ALBERTO ABBATE (Il Messaggero) in collegamento a ‘NMM’!
Alberto Abbate a Radiosei: ” Difficile dare un voto al campionato della Lazio, alla fine sei arrivato settimo, hai centrato la qualificazione in Europa League, quindi do un 6 alla stagione. Naturalmente se consideriamo come obiettivo il quarto posto, non si arriva alla sufficienza ma lo scorso mercato estivo ha portato la Lazio a non avere una rosa pronta ad arrivare in Champions. Non è stata allestita una squadra per la Champions ma per provarci, do una sufficienza perché fino a due giornate dal termine la Lazio c’era. Infine, per quello che abbiamo vissuto durante la stagione darei un 3.
Il coperchio si è rotto e sta uscendo tutto ora, tutti i problemi che si sono creati durante la stagione.

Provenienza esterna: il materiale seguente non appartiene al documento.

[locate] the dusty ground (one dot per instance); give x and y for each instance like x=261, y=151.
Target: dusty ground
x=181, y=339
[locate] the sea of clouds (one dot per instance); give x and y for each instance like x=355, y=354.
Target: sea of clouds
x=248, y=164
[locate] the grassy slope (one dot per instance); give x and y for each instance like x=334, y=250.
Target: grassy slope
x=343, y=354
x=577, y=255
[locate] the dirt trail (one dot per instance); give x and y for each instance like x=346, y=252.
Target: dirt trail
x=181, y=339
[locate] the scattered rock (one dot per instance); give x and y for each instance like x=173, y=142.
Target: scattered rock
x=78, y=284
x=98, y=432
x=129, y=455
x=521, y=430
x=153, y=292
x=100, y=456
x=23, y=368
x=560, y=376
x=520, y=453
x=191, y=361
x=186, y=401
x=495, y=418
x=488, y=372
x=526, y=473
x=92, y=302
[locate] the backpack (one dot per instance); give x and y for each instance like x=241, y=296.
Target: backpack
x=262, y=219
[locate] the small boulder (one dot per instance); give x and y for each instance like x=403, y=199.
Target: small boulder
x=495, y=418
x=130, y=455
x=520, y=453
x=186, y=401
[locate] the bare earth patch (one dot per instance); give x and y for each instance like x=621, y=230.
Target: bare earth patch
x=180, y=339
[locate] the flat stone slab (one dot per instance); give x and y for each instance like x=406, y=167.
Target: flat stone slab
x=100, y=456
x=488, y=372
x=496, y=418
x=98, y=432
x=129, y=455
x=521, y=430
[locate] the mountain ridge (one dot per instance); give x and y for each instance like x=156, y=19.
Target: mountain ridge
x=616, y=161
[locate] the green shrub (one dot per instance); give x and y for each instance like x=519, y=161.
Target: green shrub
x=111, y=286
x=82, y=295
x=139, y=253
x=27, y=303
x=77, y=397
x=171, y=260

Il mercato della Lazio in uscita e in entrata sarà un’estensione delle scelte fatte sin qui dall’allenatore. Non ho novità su Luis Alberto e Kamada, ci sarà un altro vertice tra società e Tudor dopo quello di ieri pomeriggio, che sarà ben più approfondito. La Lazio è stata chiara: o si presentano con 15 milioni o non se ne fa nulla riguardo a Luis Alberto. Un rilancio da parte della società qatariota credo ci sarà, il giocatore dovrebbe guadagnare 8 milioni annui.
Su Kamada siamo ancora fermi, fra oggi e domani sono attesi gli agenti del giapponese, per capire se la Lazio va incontro al giocatore rispetto ad un aumento di ingaggio o se il centrocampista eserciterà la clausola rispetto al rinnovo, in scadenza il 30 maggio. Essendo attesi gli agenti prima di giovedì, penso ci possa essere ancora un ristretto margine di manovra, vedremo.
Ieri dalle parole di Tudor abbiamo capito che, pur avendo fatto giocare il giapponese al posto di Luis Alberto lo preferisca nei due di centrocampo quindi, servirà prendere un sostituto dello spagnolo. Su Guendouzi, non ci sono stati segnali positivi riguardo alla sua permanenza. Tutto si dovrebbe incastrare allora, il rinnovo di Kamada, la cessione di Luis Alberto e quella Guendouzi attorno ai 25 milioni e, necessariamente, l’investimento sulla trequarti. Mi chiedo però, e se tutto ciò non si incastrasse?
Emblematiche in questo senso le parole di Tudor ieri, vuole determinare, è un uomo, un allenatore che crede in se stesso. Sarà fondamentale da parte di società e allenatore accettare un compromesso, Tudor dovrà aspettare i tempi della Lazio”.